Still, even if ʽDixieland Rockʼ does not work, and even if several of the ballads are second-hand shadows of earlier successes, individual flaws do not spoil the general feel. Discounting the couple of compilation LPs released while Elvis was in the army, King Creole is the very last blast of a young, cocky, and still relatively free true King of rockʼnʼroll — who may have been on the verge of something even greater, if not for the combined counteraction of the Armed Forces and «Colonel» Tom Parker; and while we are all aware that one of the «Colonel»ʼs worst deeds was confining Elvis to the movie set, an even worse one may have been his isolation from Leiber and Stoller — who allegedly did not wish to sell themselves into Parkerʼs servitude and were consequently banned from access to Elvis by the Memphis Mafia. A sad story, alas, in no way predictable based on the lively exuberance of King Creole. 

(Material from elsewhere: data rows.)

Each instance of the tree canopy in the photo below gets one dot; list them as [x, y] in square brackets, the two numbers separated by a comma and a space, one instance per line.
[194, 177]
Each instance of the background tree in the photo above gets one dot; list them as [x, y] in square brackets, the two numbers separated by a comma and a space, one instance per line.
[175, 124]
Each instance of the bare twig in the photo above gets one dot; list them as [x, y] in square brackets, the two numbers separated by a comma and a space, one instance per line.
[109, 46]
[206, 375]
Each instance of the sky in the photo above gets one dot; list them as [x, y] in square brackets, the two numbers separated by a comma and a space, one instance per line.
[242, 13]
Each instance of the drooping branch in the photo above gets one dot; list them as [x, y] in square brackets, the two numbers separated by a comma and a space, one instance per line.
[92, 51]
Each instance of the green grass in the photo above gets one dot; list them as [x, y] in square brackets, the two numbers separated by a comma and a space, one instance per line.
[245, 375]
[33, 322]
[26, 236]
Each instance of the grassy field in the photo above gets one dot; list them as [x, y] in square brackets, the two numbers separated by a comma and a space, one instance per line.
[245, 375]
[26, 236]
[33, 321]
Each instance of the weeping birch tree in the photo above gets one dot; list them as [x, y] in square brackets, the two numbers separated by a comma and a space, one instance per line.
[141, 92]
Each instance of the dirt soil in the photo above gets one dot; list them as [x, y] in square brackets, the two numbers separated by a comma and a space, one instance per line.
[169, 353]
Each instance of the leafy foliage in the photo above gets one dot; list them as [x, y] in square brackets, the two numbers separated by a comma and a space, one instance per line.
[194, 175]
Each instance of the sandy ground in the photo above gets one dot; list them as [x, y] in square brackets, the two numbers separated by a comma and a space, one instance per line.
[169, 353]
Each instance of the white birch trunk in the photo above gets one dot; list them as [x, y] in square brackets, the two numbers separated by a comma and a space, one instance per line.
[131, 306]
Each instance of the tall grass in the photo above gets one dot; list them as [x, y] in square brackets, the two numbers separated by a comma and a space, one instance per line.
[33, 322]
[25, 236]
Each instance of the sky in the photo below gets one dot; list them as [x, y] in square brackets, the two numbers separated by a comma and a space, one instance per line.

  1. I really think you should go youtube and search Cliff Edwards. In my opinion he wasn't any less of a singer than either Elvis or Sinatra. Search for "If I had you" or "Remember". I think you might enjoy it.

    1. Respect your choice, but ukulele-based pop standards are really not my thing. I'm not that much of a Sinatra fan, either. Give me something more blues-based.

  2. I suspected you might say something like that. For me its not about the aesthetics but about the expression, which, to my ears, is very honest and pure. Its like, people love to love Billie Holiday or Nancy Sinatra but they don't like Doris Day because they don't see pass the image. I'm not saying that every song by Doris Day (or by Cliff Edwards, for that matter) was gold but I really think she was a great singer.